Mi amigo Luis, curioso espécimen transgénico et rara avis, cuya primera novela se saldrá en mayo por letraBRICK, acaba de publicar este escrito en su blog. Dadas las circunstancias (que nada tienen que ver ni con el libro, ni con ninguna ave rara, sino con cierta situación cuya madeja voy desenredando desde hace unos años), he decidido contestarle desde aquí. Llevo unos días viajando —por enésima vez— entre las Ciudades Invisibles de Calvino, y hoy he recordado Miranda, ciudad que ni Calvino ni Marco Polo visitaron nunca. Aquí la tenéis.

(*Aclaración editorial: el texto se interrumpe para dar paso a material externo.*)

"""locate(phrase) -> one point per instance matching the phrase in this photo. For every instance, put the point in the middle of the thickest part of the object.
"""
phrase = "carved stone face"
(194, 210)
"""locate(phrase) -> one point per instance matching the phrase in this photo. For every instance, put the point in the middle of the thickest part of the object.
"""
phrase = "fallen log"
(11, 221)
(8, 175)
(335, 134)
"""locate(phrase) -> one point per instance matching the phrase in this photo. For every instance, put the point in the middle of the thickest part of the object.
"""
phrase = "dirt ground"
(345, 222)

© de la imagen Beverly J. Speakes
© de la imagen Beverly J. Speakes
La ciudad y los ciegos
Miranda —la que mira a Levante, dicen sus habitantes— está suspendida,
desde que se tiene memoria de la existencia de la ciudad, en el segundo antes
del equinoccio primaveral, en una eterna espera de la llegada de la primavera.

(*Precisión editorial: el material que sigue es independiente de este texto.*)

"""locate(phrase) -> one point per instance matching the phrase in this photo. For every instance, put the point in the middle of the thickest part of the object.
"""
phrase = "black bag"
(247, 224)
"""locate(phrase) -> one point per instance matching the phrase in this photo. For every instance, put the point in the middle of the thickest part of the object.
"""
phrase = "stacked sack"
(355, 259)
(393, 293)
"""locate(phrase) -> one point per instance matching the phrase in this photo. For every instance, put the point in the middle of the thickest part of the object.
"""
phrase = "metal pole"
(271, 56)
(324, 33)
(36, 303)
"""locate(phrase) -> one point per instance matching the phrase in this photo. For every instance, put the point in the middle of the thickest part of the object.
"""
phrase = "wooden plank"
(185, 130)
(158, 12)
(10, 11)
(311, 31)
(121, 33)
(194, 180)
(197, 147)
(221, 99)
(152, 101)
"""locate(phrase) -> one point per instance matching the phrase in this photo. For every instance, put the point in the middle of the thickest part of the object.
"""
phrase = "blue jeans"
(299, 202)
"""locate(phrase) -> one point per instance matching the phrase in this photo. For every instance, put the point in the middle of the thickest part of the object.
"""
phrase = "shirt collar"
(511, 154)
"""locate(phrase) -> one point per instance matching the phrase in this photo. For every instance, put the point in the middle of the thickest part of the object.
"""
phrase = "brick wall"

Sus caras lo reflejan y sus quehaceres también. Los habitantes de Miranda viven
en una espera continua: los taconeos de los cascos de los caballos que
trasladan los comerciantes extranjeros en sus carrozas delatan una prisa
contenida; los regateos en los mercados, donde las mujeres compran ajonjolí,
comino, dulce de almendra y miel y las nuevas medias de nailon traídas de un
Oeste lejano, nunca duran mucho, porque tanto ellas, como los tenderos, están
siempre a punto de dirigir sus pasos, con mal disimulada urgencia, hacia las
ventanas de sus casas, todas orientadas hacia el Este, esperando con premura el
equinoccio.
Los habitantes de Miranda tienen arrugas en su memoria, tan viejas es.
Sin embargo, no recuerdan nada del día de ayer. Si le preguntas a, digamos,
Zobeida, sobre esa tetera de plata que compró ayer mismo en el mercado, esa
tetera apoyada en el centro de la mesa, te dirá que no sabe, que cree que
siempre estuvo allí. La niña de siete años, hija de la señora
del todo a cien, te hablará de las angustias de sus abuelos, y del afán con el
que le construyeron una casa, antes de morir, con ventanales grandes, para que
cuando ella se case pueda, el alba del día en el que la primavera llegue, ser
la primera en verla.
El idioma de los habitantes de Miranda es fácil
de aprender, pero difícil de conceptualizar por el extranjero, y las
comunicaciones resultan a veces complicadas: en su vocabulario, como en su
cultura, no existe la noción del “ahora” (ni la palabra misma). El presente,
como tiempo verbal, no se concibe.
El visitante que llega a Miranda, sale de ella
pensando haber vivido unos días en una ciudad en constante primavera.